We haven't heard that there's going to be any necessarily-- there's going to be any necessity for those kinds of flights yet in India. Commercial travel is still available if you can get on it. And of course, US citizens are allowed back in the country. But non-citizens, and if you don't have a reason to be here, there is a travel ban coming in and out of India. And again, that's an effort to keep what is a heartbreaking level of pandemic hopefully from American shores once again.

LANA ZAK: Christina, people are thinking about the US situation and the appearance that we are getting a handle on the pandemic domestically. They may think the situation playing out in India doesn't really pose such a serious risk here in the United States, particularly as this travel ban is put into place. But that's not the case. Can you explain why?

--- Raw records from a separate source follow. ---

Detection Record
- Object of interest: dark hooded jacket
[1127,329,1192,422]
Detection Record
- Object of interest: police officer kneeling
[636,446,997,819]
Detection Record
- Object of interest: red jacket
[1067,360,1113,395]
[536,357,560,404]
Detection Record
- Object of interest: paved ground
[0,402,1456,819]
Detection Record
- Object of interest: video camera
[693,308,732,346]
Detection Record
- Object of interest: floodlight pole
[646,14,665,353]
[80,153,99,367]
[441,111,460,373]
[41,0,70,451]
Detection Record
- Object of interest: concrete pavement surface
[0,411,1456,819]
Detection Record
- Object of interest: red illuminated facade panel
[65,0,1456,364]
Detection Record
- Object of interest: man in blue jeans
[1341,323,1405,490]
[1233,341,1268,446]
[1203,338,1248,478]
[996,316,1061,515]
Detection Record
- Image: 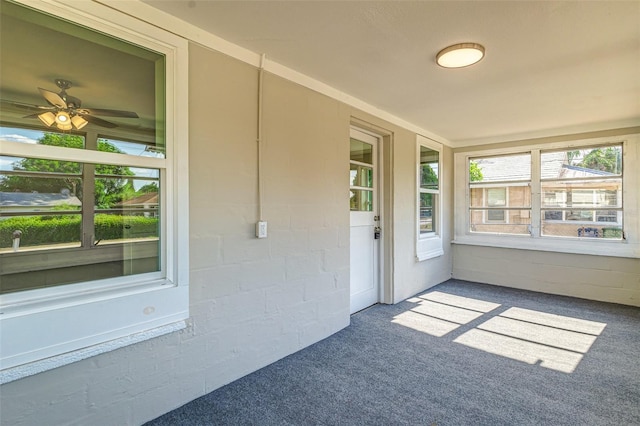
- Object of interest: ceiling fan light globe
[38,111,56,127]
[56,111,71,127]
[71,115,89,130]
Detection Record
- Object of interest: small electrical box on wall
[256,220,267,238]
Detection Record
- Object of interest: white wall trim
[94,0,453,147]
[0,321,187,385]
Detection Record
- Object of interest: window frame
[452,135,640,258]
[0,0,189,383]
[415,135,444,262]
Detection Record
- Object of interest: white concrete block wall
[0,40,451,426]
[453,245,640,306]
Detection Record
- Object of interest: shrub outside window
[0,0,189,374]
[416,136,444,261]
[453,133,640,258]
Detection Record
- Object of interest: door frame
[347,121,393,304]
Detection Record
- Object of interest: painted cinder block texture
[453,245,640,306]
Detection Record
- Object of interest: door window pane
[420,146,440,189]
[350,138,373,164]
[349,189,373,212]
[420,193,437,234]
[349,163,373,188]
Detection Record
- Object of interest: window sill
[416,249,444,262]
[451,235,640,258]
[0,320,187,385]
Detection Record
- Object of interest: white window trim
[452,134,640,258]
[0,0,189,383]
[415,135,444,262]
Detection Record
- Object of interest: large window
[0,0,188,381]
[540,145,624,239]
[0,127,166,293]
[455,135,640,257]
[416,136,444,260]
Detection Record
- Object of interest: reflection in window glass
[350,138,373,164]
[98,138,165,158]
[0,127,85,149]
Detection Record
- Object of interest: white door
[349,128,381,313]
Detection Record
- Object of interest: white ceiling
[144,0,640,146]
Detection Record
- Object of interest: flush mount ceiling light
[436,43,484,68]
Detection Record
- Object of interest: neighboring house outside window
[416,136,444,260]
[454,134,640,257]
[0,0,189,383]
[469,153,531,234]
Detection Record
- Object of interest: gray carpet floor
[147,280,640,426]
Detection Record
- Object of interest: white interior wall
[452,128,640,306]
[0,44,451,425]
[453,244,640,306]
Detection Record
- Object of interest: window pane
[351,139,373,164]
[349,164,373,188]
[542,178,622,208]
[470,209,531,235]
[349,189,373,212]
[0,126,85,149]
[540,145,622,179]
[469,154,531,186]
[95,165,160,244]
[420,146,440,189]
[420,193,437,234]
[0,213,82,253]
[469,186,531,207]
[542,218,622,240]
[98,138,165,158]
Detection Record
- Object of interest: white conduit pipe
[256,53,266,222]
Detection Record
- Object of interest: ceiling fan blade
[79,108,140,118]
[0,99,56,112]
[38,87,67,108]
[78,114,118,129]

CHRISTINA RUFFINI: It's not the case. Because as health experts have said over and over again, a pandemic anywhere is a threat to people everywhere. As we saw in China when people were saying, oh, that will never come here, that wasn't the case. It's a globalized society. People move frequently through countries, through borders.

And you can never guarantee that any kind of illness, any kind of virus is going to stay in one place. So there is this new sense of security because we have vaccinations. But what's unclear is if this pandemic is able to rage in India, if we see more and more of these variants that are harder to treat, they're easier to catch, that could end up back on the US shores.

And it's untested so far how well these new vaccines are going to do against all the variants. Or it could create a new variant if the pandemic is allowed to rage. And that's just not something any of us want to do. So it's a global issue and it's a global responsibility for everyone to help any of these hot spots lighten the load. Because it's going to impact everyone sooner or later. And we certainly saw that in the last year with COVID-19.

LANA ZAK: All right, Christina. Thanks for laying all that out for us.

CHRISTINA RUFFINI: Thank you so much.